Reclamo per denegata e ritardata giustizia del procuratore pubblico

1 febbraio 2016Italiano17 min

Source ti.ch

Fatti

a. All’inizio del 2010 il Ministero pubblico ha aperto

un procedimento penale contro organi e dipendenti della società __________, __________.

Ad essi viene rimproverato di avere, tra il 2003 e gennaio 2010, quali responsabili

tabulari ed operativi della società, malversato ai danni di decine di clienti

della stessa, effettuando investimenti che esulavano dal profilo

dell’investimento prescelto dai clienti (investimenti eseguiti essenzialmente

per generare retrocessioni milionarie), rispettivamente procedendo ad illeciti

addebiti sulle relazioni bancarie riconducibili ai clienti ed allestendo falsi

estratti patrimoniali (che attestavano una situazione migliore rispetto a

quella reale). Il danno ammonterebbe a circa EUR 10 mio. Nell’ambito di tale

procedimento penale, con ordine del 20.1.2010, è stata posta sotto sequestro

penale, fra le altre, la relazione bancaria riconducibile a RE 1 (relazione bancaria

n. __________ presso __________ __________, ordine di perquisizione e sequestro

20.1.2010, AI 30, inc. MP __________). Lo stesso è stato sentito in data

27.1.2010 dal procuratore pubblico e nei suoi confronti è stata promossa

l’accusa per i reati di correità, subordinatamente complicità, in appropriazione

indebita qualificata, subordinatamente semplice, amministrazione infedele

qualificata, subordinatamente semplice, truffa qualificata, subordinatamente

semplice e falsità in documenti (verbale di interrogatorio 27.1.2010, AI 1,

inc. MP __________).

b.Con scritto 25.10.2010 RE 1 ha comunicato al

procuratore pubblico di essere a disposizione per essere nuovamente interrogato

alfine di collaborare, chiarire la propria posizione e dimostrare l’estraneità

della relazione bancaria sotto sequestro (scritto 25.10.2010, AI 383, inc. MP __________).

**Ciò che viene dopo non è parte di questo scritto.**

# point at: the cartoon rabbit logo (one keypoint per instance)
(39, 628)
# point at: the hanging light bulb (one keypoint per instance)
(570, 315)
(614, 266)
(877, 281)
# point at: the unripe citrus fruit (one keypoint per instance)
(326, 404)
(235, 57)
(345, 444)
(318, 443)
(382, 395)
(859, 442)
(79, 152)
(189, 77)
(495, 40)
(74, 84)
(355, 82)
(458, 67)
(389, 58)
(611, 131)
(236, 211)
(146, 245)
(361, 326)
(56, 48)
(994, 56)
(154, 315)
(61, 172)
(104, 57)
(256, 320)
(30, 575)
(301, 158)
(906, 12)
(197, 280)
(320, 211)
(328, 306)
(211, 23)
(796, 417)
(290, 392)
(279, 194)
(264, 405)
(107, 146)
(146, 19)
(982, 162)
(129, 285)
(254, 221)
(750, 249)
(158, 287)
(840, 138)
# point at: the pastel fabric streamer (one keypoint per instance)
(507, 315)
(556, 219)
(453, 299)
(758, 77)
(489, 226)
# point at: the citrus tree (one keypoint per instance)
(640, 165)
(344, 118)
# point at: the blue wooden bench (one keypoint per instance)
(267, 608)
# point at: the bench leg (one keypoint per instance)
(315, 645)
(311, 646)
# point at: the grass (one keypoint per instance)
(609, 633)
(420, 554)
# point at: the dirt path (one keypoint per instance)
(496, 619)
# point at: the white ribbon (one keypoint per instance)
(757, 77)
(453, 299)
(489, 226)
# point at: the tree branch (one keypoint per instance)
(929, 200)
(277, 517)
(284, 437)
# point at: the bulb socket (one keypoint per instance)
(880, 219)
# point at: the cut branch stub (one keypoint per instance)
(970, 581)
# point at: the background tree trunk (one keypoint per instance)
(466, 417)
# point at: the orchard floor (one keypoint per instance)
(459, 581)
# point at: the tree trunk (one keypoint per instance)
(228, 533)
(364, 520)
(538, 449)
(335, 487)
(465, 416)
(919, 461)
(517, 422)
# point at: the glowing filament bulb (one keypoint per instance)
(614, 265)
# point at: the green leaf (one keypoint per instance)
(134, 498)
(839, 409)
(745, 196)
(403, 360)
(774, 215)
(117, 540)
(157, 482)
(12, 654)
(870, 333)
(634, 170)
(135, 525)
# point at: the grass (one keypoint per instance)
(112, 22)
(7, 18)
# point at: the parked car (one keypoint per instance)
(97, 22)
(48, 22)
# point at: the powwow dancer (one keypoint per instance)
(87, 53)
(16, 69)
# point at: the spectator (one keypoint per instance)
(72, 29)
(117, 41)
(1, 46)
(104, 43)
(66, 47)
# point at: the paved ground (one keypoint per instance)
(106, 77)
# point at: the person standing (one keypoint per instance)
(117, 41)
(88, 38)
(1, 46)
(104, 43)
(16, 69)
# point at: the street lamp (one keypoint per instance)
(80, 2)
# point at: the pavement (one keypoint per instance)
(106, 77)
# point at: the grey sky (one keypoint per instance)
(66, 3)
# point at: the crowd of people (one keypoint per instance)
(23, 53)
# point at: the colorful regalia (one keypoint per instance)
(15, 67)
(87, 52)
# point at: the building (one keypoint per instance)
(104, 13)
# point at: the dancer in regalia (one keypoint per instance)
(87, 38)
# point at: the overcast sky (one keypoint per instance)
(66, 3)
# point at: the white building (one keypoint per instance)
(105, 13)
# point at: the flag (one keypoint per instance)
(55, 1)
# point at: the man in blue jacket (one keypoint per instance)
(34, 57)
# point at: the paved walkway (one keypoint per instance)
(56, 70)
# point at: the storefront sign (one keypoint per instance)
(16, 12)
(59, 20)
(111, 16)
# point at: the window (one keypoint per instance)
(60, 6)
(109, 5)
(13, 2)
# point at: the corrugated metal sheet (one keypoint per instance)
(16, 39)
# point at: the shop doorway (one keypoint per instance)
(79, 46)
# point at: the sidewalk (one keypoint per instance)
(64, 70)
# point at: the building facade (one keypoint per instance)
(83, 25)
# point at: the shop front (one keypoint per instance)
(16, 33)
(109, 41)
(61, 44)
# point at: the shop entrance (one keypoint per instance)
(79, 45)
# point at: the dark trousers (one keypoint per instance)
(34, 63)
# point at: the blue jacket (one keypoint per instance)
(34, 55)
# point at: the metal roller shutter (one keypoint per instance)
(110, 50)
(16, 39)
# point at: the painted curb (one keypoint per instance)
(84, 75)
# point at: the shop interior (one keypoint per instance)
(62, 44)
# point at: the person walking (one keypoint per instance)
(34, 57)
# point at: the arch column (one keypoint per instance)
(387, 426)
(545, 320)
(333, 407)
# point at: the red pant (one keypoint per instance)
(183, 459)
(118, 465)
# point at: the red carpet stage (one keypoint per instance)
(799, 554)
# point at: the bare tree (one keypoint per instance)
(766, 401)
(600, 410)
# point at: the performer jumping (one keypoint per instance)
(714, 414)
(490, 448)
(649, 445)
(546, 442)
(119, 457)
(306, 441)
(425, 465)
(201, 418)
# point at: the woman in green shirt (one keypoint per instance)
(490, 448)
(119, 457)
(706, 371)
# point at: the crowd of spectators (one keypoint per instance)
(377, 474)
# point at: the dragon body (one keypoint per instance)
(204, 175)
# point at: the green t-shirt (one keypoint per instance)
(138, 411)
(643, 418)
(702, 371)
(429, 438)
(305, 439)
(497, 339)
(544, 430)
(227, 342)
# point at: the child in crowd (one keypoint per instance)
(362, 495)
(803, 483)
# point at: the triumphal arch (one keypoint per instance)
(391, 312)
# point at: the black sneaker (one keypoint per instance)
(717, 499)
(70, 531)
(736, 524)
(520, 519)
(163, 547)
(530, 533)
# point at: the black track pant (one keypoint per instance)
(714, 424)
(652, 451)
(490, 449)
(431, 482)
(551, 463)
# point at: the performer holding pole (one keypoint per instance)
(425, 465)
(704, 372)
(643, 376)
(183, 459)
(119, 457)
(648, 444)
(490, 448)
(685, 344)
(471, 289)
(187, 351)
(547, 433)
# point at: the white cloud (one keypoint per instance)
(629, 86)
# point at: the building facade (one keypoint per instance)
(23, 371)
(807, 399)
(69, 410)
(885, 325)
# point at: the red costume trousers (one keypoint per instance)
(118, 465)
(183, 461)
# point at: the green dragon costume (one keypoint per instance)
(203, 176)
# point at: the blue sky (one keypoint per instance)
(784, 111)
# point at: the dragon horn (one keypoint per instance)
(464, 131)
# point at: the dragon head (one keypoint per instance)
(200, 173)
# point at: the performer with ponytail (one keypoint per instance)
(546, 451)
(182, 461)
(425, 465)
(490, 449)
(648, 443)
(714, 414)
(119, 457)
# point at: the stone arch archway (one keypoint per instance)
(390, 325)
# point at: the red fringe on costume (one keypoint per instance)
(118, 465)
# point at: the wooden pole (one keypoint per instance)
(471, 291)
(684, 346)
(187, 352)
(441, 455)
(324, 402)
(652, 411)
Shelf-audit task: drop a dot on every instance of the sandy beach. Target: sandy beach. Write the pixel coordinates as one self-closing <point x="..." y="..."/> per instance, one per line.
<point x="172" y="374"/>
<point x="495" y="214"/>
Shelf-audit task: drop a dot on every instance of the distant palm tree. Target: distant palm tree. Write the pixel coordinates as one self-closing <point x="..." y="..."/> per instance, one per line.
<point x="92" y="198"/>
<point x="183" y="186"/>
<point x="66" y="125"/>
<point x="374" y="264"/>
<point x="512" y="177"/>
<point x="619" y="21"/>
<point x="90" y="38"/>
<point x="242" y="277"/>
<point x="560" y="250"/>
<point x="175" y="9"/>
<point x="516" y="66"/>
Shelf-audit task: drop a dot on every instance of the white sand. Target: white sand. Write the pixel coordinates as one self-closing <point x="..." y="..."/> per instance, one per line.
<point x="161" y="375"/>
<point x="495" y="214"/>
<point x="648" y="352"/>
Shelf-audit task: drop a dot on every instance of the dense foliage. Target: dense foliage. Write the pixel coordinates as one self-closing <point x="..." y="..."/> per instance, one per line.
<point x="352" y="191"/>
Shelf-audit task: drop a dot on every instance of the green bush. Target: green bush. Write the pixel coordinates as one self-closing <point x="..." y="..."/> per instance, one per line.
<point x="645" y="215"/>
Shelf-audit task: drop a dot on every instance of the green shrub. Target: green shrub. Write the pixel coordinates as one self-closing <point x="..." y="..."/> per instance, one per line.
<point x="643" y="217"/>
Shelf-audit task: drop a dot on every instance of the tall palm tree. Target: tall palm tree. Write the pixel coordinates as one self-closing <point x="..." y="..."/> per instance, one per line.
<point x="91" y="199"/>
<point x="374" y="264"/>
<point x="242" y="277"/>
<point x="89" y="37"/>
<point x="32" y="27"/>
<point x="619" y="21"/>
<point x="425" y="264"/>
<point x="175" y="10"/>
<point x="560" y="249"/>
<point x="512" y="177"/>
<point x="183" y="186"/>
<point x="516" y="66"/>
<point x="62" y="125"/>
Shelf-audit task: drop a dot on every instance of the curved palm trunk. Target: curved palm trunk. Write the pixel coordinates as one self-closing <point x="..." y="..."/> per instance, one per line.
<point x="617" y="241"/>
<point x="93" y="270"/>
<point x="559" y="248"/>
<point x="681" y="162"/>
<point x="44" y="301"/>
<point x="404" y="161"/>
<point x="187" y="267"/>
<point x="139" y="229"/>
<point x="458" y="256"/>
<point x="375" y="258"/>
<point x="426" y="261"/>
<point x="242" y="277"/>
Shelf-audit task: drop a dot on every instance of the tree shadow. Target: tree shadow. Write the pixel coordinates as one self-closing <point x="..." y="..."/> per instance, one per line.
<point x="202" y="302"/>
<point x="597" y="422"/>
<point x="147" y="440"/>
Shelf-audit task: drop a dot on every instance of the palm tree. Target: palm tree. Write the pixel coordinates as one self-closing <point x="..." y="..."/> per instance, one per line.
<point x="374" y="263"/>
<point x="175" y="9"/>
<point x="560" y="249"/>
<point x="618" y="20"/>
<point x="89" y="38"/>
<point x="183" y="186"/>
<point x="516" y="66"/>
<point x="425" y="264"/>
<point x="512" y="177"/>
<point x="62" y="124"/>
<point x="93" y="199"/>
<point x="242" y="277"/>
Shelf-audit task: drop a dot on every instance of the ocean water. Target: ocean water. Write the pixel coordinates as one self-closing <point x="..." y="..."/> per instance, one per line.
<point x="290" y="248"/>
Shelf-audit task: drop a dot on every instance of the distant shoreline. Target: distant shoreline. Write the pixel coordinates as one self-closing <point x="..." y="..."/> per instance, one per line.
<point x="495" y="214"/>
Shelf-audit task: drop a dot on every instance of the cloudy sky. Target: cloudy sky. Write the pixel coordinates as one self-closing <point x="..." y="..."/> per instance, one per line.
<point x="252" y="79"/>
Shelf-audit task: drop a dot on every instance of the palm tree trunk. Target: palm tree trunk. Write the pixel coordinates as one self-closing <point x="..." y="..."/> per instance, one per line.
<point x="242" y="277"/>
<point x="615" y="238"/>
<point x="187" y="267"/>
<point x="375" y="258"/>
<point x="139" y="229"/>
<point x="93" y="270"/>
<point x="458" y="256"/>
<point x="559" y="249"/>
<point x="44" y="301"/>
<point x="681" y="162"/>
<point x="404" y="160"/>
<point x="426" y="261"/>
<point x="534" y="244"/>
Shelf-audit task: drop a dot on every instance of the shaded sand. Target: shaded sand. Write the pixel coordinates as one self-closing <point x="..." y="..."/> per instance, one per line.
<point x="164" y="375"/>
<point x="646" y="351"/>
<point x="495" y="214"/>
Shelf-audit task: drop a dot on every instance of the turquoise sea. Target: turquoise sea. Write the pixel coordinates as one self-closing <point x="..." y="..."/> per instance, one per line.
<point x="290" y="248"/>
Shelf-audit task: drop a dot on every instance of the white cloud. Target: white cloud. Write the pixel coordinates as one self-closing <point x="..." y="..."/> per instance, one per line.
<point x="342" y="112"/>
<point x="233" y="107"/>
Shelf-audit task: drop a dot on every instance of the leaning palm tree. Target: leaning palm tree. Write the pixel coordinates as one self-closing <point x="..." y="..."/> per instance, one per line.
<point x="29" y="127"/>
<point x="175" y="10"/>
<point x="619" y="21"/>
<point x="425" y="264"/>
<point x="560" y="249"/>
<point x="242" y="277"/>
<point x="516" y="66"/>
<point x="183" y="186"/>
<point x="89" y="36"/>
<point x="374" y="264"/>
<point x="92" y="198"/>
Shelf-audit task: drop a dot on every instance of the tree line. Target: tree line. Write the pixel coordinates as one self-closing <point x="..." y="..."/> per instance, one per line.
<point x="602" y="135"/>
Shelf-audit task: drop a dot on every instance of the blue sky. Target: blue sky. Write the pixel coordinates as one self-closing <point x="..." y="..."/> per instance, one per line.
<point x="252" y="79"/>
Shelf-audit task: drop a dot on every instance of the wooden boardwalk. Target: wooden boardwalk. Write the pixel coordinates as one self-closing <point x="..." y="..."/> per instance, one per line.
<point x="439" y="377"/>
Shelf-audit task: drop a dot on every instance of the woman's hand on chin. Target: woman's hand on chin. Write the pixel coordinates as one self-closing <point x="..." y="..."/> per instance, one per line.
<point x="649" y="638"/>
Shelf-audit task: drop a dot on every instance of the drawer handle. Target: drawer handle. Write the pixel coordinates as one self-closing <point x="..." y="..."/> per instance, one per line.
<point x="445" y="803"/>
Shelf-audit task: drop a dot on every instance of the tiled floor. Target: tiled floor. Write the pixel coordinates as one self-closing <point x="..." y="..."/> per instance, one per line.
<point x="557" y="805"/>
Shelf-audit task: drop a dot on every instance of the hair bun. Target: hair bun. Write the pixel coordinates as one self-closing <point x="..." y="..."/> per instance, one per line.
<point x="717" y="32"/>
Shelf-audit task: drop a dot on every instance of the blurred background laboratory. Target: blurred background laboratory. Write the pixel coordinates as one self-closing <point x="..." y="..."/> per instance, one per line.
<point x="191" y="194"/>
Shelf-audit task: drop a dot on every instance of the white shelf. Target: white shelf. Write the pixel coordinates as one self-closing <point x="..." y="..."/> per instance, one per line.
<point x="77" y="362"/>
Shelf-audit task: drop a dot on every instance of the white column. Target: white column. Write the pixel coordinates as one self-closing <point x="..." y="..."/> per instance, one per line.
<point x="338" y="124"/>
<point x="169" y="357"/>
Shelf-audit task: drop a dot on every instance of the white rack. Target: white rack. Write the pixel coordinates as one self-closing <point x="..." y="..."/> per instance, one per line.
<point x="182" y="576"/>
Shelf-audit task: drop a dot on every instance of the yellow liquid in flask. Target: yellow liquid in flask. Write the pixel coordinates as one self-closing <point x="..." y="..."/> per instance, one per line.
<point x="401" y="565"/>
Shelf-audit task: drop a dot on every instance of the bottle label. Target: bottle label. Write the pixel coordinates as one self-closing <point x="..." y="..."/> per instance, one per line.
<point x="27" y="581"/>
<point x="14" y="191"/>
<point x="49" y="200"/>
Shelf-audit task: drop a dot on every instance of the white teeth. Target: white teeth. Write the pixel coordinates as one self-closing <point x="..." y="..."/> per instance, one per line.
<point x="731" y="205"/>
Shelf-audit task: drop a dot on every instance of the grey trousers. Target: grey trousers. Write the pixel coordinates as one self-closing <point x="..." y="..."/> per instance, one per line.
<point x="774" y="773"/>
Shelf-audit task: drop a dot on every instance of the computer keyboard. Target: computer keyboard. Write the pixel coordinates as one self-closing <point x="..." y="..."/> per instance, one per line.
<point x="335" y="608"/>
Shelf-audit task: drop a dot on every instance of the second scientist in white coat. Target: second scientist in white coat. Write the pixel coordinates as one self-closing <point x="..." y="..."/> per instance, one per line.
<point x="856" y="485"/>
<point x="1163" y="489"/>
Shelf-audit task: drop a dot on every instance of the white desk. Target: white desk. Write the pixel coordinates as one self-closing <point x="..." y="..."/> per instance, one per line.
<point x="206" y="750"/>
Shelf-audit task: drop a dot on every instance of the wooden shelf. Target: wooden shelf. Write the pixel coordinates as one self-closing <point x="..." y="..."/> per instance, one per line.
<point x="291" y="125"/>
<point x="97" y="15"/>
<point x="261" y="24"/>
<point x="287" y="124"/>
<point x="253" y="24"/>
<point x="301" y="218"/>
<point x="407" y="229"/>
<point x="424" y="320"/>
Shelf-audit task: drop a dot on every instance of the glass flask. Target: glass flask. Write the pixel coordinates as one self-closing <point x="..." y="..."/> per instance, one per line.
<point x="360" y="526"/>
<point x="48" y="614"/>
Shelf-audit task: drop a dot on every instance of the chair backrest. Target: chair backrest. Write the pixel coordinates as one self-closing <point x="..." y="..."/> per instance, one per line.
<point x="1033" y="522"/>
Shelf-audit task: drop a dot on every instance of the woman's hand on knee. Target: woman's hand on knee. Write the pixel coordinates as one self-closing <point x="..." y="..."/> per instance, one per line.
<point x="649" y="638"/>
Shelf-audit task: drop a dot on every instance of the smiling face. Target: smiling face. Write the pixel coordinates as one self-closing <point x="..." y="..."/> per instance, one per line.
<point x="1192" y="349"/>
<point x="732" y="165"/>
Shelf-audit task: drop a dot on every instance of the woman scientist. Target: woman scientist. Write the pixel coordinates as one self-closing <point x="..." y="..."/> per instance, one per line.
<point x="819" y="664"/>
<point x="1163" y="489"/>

Il 27.5.2011 l’imputato, non avendo

ricevuto alcun riscontro al suo scritto, ha ribadito che “(…) la relazione

bancaria (…) risulta tuttora sotto sequestro nonostante la stessa non appare

aver beneficiato di importi connessi con le presunte attività illecite. A tal

proposito si ribadisce la disponibilità (…) ad essere interrogato al fine di

dimostrare l’estraneità della relazione in parola (…)” (scritto 27.5.2011,

AI 498, inc. MP __________).

Con scritto 12.9.2011 RE 1, non

ricevendo ancora nessuna risposta, ha richiesto il dissequestro della relazione

bancaria e “(…) nel caso in cui la nostra richiesta non dovesse essere accolta,

chiediamo già sin d’ora l’emanazione di una decisione motivata (…)”

(scritto 12.9.2011, AI 537, inc. MP __________).

In data 27.11.2013 l’imputato ha

nuovamente richiesto il dissequestro della sua relazione bancaria (scritto

27.11.2013, AI 619, inc. MP __________).

Non ricevendo ancora alcuna risposta, il

10.3.2014 RE 1 ha un'altra volta richiesto il dissequestro della relazione

bancaria e, in ogni caso, l’emanazione di una decisione motivata, ribadendo che

“(…) se entro il 25 marzo 2014 non dovessimo ancora ricevere riscontro,

saremo costretti ad inoltrare ricorso per denegata giustizia (…)” (scritto

10.3.2014, AI 634, inc. MP __________).

L’allora procuratore pubblico Natalia

Ferrara Micocci, nel frattempo titolare dell’inchiesta, ha così risposto a

quest’ultimo affermando: “(…) sono ad informarla di avere ora espressamente

incaricato l’analista dell’EFIN di valutare la posizione del Signor RE 1, al

fine di determinare se è possibile dissequestrare in sue mani la relazione (…)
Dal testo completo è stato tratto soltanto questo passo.